Stage 3 (Book 3): Bravo Page 5
Fucking humans… Mason muttered inside his head.
It was always the same. People rallied around marches for the climate and for equal rights and for gun control. They tweeted the shit out of government overreach and civil injustice and banning the ivory trade. Their Facebook pages were all about love and sunshine and rainbows and unicorns. But just beneath that carefully-crafted mask of civility, every human being on the planet was exactly the same. Shake their cozy little world, and out came the caveman.
That nice guy next door has food, so take it! The couple you play canasta with every Saturday has a van full of fuel, so make it yours! The girl across the street who babysits your kid is home alone, so get over there while her parents are dying elsewhere and help yourself!
Christ, it was always the same. Always. Mason generally regarded the human race as he would a swarm of flies buzzing high above the dinner table. They were annoying.

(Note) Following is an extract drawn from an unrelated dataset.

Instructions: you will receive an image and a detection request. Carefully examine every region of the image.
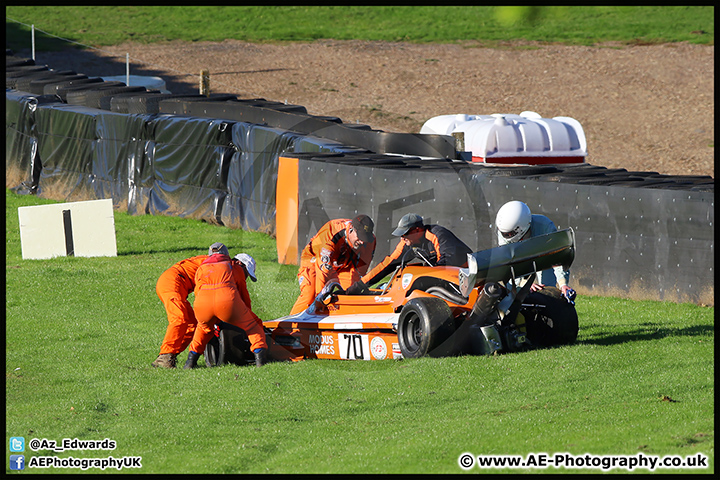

But as long they kept their distance, he did his best to tolerate them. But the minute they drifted down and became anything more than annoying, he'd gladly swat the whole lot of them out of existence.
And now, as he gazed out upon the crystal-clear evidence of mankind at its worst, he would have given anything for the mother of all fly swatters.
Mackenzie was watching the carnage from Sarah's lap, and Sarah made no attempt whatsoever to shield the child's eyes from the horrors all around. As she'd expressed to Mason not twelve hours before, speaking in whispers as Mackenzie slept, this was her world now. Every bit as much as it was theirs, and perhaps even more so. With any luck, she would be living in this hellscape long after they were dead and buried, so she had to know it all. And indeed, this was her world now. This, right here.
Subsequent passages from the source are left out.